2) (Optional) Modify the build flow for the ROS1 image

  • Run ls ./soc/sw/rose-images/ros-ubuntu/overlay/root/. This contains any files that will be copied into the root directory when building your Linux image
  • Open ./soc/sw/rose-imges/ros-ubuntu/guest-init.sh. This contains scripts that are executed when building the Linux image within the emulated RISC-V session.
    • Note: Since ROS1 is typically natively installed on a system with access to the system’s package manager, we use a native build flow. All commands needed to build the core ROS system are in this file.
    • Note: We follow ROS’ source-build flow; for more detailed information, refer to the documentation: wiki.ros.org/noetic/Installation/Source. ROS1’s lisp integration is not well supported in RISC-V, so we patch this out. If you need to use lisp, please reach out to the tutorial organizers for the bootstrapping process.
  • Open ./soc/sw/rose-imges/ros-ubuntu/guest-init.sh. This contains scripts that are executed by the host building the images. Since we use a native build flow, this is unused. However, if using cross-compilation, relevant build scripts should be placed here.
  • To rebuild a new image, run marshal build ./soc/sw/rose-images/ros-ubuntu.json. Remember to run rose build afterward to update the newly updated image within RoSE.

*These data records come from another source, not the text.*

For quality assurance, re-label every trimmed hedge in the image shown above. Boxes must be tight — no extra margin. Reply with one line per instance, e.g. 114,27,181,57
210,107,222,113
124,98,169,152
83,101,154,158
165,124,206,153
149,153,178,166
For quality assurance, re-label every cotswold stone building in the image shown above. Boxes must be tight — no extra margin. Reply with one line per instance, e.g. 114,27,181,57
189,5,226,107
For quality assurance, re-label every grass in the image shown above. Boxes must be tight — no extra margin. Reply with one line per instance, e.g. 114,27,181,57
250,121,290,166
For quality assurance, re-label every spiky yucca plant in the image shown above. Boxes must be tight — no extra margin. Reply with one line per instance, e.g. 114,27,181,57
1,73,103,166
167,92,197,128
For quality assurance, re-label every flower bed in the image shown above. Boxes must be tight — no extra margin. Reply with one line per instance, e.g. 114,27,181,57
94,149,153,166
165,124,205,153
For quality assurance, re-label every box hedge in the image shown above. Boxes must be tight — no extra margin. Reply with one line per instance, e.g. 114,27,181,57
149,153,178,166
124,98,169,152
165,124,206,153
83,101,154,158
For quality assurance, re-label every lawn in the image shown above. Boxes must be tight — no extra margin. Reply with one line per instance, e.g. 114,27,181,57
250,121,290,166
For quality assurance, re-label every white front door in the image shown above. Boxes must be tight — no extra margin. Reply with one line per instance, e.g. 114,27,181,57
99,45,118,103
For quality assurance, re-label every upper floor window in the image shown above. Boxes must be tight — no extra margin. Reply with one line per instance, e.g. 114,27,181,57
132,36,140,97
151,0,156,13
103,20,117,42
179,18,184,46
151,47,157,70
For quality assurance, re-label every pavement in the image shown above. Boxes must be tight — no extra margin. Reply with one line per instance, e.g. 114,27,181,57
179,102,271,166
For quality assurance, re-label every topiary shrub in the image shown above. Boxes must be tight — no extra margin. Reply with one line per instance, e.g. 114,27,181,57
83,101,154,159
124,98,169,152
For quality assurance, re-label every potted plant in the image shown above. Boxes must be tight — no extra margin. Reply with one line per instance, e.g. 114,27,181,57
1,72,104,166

3) Visualize trail-navigation DNNs.

  • To hardware-accelerate DNN-based flows, we use the Gemmini systolic-array accelerator. We deploy DNN applications using the ONNX Runtime environment.
  • Run rose view dnn 14 to launch a visualization of the ResNet14 model used in the trail navigation experiments in the RoSE paper.
    • (Optional) View other architectures, such as ResNet6 or ResNet34
  • (Optional) Open ./env/train/train_resnet.py and go to line 248 to view how to export to a gemmini-compatible ONNX model with PyTorch

4) Evaluate the performance and accuracy of trail-navigation DNNs

  • Evaluate ResNet14 running on a CPU using the spike RISC-V ISA simulator by: rose dnn cpu 14. View the cycle count estimate and the classification results.
  • Evaluate ResNet14 using spike’s Gemmini model: rose dnn gemmini 14. How does the performance compare to the CPU implementation?
  • Run ResNet6 on Gemmini with rose dnn gemmini 6, and compare the performance and the quality of the prediction. How about ResNet34?